Estará a indústria 4.0 a pôr em causa o tempo de descanso dos trabalhadores?
"O direito à desconexão é o direito à privacidade do século XXI", defendem os especialistas. Trabalho remoto e crowd work são exemplos de novos trabalhos que estão a pôr em causa o tempo de descanso.
No II Congresso Internacional sobre o futuro do trabalho, um dos temas em destaque foi as competências dos trabalhadores da indústria 4.0. Com o surgimento de novos postos de trabalho aliados às novas tecnologias está a ser colocado em causa a definição do tempo de trabalho vs tempo de repouso.
José João Abrantes, professor da Universidade Nova de Lisboa abordou o tema “Direito à Desconexão”. Refere que os horários flexíveis, o trabalho remoto e móvel, crowd work, stand-by time são exemplos de novos trabalhos que “vêm burlar as fronteiras entre tempo de trabalho e tempo de repouso”.
Dá o exemplo da Volkswagen que decidiu bloquear o acesso ao correio eletrónico dos colaboradores das 18H15 até às 07H00 do dia seguinte. Intitulou esta medida como “direito a desligar” e refere que é uma forma de proteger o direito de descanso. A Mercedes também adotou uma medida neste sentido que destrói os emails que são enviados em período de descanso. Refere ainda que em período de férias, o trabalhador tem o direito de estar desconectado e não pode ser penalizado por ter o telemóvel desligado.
O professor da Universidade Nova de Lisboa considera que o “direito à desconexão é o direito à privacidade do século XXI” e deve ser considerado como um dever, uma vez que “estar online a todo o momento pode levantar problemas jurídicos e afetar a segurança e a saúde dos trabalhadores”.

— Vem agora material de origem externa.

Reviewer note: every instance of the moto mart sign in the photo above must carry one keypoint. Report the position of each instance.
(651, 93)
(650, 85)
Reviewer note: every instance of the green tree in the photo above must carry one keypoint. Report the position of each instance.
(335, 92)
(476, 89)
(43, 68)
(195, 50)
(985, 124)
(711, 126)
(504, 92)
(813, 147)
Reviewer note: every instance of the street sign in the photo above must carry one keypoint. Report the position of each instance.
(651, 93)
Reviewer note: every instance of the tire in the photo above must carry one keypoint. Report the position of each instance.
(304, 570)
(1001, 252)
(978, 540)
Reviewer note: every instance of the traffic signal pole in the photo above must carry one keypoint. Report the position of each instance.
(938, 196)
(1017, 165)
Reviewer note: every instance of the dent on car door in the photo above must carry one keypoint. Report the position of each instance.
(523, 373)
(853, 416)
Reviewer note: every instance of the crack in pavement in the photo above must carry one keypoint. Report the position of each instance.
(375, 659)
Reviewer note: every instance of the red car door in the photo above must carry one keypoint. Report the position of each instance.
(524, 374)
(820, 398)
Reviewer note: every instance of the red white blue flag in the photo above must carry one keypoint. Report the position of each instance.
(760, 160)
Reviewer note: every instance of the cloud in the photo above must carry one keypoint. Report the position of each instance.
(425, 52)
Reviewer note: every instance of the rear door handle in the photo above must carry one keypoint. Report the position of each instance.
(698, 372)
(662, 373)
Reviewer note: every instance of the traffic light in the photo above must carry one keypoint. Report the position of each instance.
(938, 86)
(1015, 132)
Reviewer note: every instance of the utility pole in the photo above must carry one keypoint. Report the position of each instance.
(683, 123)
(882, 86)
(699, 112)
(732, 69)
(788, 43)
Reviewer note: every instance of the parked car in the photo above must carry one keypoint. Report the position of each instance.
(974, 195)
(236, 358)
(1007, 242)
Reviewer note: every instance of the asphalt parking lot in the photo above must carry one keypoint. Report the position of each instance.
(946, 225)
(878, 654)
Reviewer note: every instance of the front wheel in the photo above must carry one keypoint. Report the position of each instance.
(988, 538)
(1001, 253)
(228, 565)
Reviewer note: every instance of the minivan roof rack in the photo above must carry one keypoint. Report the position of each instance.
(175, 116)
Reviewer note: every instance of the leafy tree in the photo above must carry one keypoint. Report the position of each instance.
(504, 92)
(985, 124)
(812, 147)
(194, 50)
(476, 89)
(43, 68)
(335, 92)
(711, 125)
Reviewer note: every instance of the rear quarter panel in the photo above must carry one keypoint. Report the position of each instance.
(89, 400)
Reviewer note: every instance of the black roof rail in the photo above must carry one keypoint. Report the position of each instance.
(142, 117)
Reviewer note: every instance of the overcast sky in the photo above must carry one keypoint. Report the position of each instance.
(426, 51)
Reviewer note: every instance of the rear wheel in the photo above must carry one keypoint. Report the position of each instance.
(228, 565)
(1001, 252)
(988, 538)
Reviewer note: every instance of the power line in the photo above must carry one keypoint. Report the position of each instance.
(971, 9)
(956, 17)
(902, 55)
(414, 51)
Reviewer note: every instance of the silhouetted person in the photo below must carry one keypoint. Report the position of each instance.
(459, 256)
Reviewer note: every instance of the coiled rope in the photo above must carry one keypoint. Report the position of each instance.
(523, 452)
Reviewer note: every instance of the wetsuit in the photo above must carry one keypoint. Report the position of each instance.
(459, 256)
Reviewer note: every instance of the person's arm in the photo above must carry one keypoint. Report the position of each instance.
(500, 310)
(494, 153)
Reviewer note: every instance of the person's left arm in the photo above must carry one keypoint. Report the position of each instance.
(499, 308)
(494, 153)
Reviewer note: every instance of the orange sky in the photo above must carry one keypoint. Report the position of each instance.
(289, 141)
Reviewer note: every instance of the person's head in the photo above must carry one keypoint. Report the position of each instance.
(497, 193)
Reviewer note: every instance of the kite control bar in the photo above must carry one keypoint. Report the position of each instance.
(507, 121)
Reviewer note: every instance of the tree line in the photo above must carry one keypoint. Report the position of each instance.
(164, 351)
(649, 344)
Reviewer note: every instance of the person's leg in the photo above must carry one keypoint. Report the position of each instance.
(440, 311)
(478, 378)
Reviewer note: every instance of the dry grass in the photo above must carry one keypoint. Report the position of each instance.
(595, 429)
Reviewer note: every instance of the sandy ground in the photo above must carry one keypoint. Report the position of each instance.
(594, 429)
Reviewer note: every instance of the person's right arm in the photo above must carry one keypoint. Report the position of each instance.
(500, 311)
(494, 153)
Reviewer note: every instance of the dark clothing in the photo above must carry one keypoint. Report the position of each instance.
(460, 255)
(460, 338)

A França aprovou uma legislação pioneira, dia 1 de janeiro de 2017, relativamente ao direito a desconectar. Esta lei prevê determinar qual o tempo de trabalho e qual o tempo de descanso e surgiu após a empresa France Télécom ter adotado técnicas de persuasão agressivas e criação de ambiente de terror durante o processo de reestruturação, no qual estava previsto o despedimento de 22 mil trabalhadores, forçando os trabalhadores a demitirem-se. Esta pressão era tão alta que levou ao suicídio de 60 trabalhadores.
França foi assim o primeiro país da Europa a legislar neste sentido. Os franceses reconhecem que os colaboradores têm o direito a desligar e não têm que responder a emails profissionais fora do seu horário de trabalho.
O professor José João Abrantes destaca que “em Portugal não temos uma lei como em França, mas o Código de Trabalho português prevê o direito ao descanso do trabalhador”. Aborda também que na legislação nacional esta descrito que depois do período de trabalho o colaborador deve ter um repouso mínimo de 11 horas.
Salienta que o facto de estarmos sempre online coloca a questão de qual é o tempo de trabalho e qual o tempo de repouso, referindo ainda que o trabalho remoto torna ainda mais indefinido estas duas questões. José João Abrantes alerta para a necessidade de legislar as novas formas de trabalho aliadas às novas tecnologias, de forma a salvaguardar o tempo de repouso.
O trabalho do futuro deve ser centrado no ser humano
Maria-Luz Vega, representante da Organização Internacional do Trabalho (OIT), veio defender a declaração centenária da organização, que se divide em quatro partes. A abordagem ao futuro do trabalho deve ser centrada no ser humano, através do desenvolvimento sustentável do fim da pobreza e numa perspetiva de inclusão. A segunda e a terceira parte focam-se na sustentabilidade ambiental, na promoção de aquisição de competências em todas as fases da vida profissional, seja na transição da escola para o mundo do trabalho, seja durante o “percurso profissional do trabalhador maduro”, prestando especial atenção ao ajustamento das ofertas de formação ao mercado e ainda, progressivamente, eliminar desigualdades seja de género, de remuneração ou de incapacidades.
A declaração refere ainda que a segurança e saúde no trabalho é um direito fundamental pelo que apela a todos os Estados-membros a adoção de medidas que promovam este futuro laboral. Comprometendo-se ainda, na última parte, a fiscalizar e periodicamente examinar os progressos alcançados. Reforça a ideia de que a OIT quer no futuro um trabalho digno, seguro, com saúde e com o objetivo último de justiça social.